ARTIKEL

Indonesia: Menanam Kakao, Membangun Industri

23 April 2012


Image

Pelatihan yang membantu meningkatkan hasil panen, membuat para petani di Aceh kembali bertanam kakoa.


PESAN UTAMA
  • Kakao merupakan salah satu komoditi andalah Aceh, tapi banyak perkebunan yang ditinggalkan akibat konflik berkepanjagnan.
  • The Multi Donor Fund for Aceh and Nias membantu petani memperoleh hasil panen yang lebih besar, sehingga membuat banyak petani kembali menanam kakao.

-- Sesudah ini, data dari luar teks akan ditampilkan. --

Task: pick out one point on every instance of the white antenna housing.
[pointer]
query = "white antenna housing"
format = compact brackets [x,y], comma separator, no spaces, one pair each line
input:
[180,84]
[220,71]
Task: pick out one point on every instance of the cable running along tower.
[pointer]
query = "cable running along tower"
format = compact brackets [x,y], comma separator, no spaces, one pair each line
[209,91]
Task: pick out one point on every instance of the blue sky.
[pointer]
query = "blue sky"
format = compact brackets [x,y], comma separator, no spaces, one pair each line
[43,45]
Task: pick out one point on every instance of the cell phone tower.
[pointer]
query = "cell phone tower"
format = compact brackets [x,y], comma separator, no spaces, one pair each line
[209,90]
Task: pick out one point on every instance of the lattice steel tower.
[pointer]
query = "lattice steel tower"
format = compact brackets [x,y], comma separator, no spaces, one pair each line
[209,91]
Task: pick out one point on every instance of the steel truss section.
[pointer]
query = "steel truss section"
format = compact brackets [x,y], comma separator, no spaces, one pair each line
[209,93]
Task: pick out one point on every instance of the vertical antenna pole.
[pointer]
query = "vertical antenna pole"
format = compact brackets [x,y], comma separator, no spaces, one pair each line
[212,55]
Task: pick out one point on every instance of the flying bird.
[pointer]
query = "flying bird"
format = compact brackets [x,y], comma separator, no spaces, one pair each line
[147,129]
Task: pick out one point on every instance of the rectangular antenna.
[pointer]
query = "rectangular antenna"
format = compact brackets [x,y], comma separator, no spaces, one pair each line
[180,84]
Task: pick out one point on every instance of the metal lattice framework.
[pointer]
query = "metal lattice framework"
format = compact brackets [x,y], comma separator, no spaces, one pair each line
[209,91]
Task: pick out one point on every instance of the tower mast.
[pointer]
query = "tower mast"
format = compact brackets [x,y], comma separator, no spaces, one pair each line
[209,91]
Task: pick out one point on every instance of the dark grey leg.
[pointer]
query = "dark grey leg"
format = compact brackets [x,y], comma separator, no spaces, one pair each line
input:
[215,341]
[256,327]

Aceh, April 23, 2012 –   “Dulu kebun-kebun kakao ini lebih mirip hutan,” ujar Anita Rahayu, seorang petani kakao di Desa Padang Kesib, Kabupaten Bireuen, Aceh. Walau tidak terkena dampak tsunami atau gempa bumi, kebun-kebun kakao di desa ini cukup lama terlantar akibat konflik berkepanjangan, serta serangan hama dan penyakit pada buah kakao. “Tapi sekarang, kebun-kebun kakao sudah mulai terurus. Kami melakukannya dengan gotong royong: hari ini pembersihan di kebun salah satu anggota , besok ke kebun anggota lainnya. Bergiliran, hingga semua kebun dibersihkan.”

Anita Rahayu, adalah seorang petani andalan dari Sekolah Lapang Kakao yang dibina oleh Swisscontact, melalui program Peningkatan Ekonomi Kakao Aceh. Ia mengakui, tidak mudah untuk mengajak masyarakat kembali memelihara kebunnya. Sebelumnya, para petani kakao di Desa Padang Kesib tidak bisa hidup dari hasil kebunnya. Dengan kondisi semula, kebun-kebun di desa ini hanya bisa menghasilkan sekitar 25 kilogram biji kakao kering per 2 hektar untuk sekali masa panen. Padahal semestinya, per 1 hektar dapat menghasilkan antara 500-700 kilogram biji kakao kering.


" “Jadi saya praktekkan saja ilmu yang saya dapat dari pelatihan yang dilakukan Swisscontact, di kebun kakao saya sendiri. Dan ketika kebun saya sudah terlihat berubah, lebih bersih dan hama penyakit buahnya mulai berkurang, mereka mulai percaya,” "

Anita

Seorang petani andalan dari Sekolah Lapang Kakao yang kini sudah dapat memanen 70 kilogram dari 2 hektar kebun kakaonya.

Pendekatan serupa juga dilakukan di kabupaten Bireun oleh Sjamsul Bachri, seorang mantan kombatan yang berhasil memulai hidup baru sebagai petani kakao setelah Aceh berdamai. Setelah mempraktikkan ilmu yang diperolehnya lewat penyuluhan Swisscontact, Sjamsul kemudian terinspirasi untuk menulis buku pelatihan sendiri tentang cara merehabilitasi dan melestarikan kebun kakao. Bukunya menggabungkan ilmu pelatihan Swisscontact, dan juga hasil-hasil eksperimentasinya sendiri di lapangan. Hebatnya lagi, buku ini dicetak dengan modal sendiri dan dibagi secara gratis kepada warga desanya -- agar mereka pun terinspirasi untuk kembali berkebun dan menjadikan kakao sebuah komoditas lokal.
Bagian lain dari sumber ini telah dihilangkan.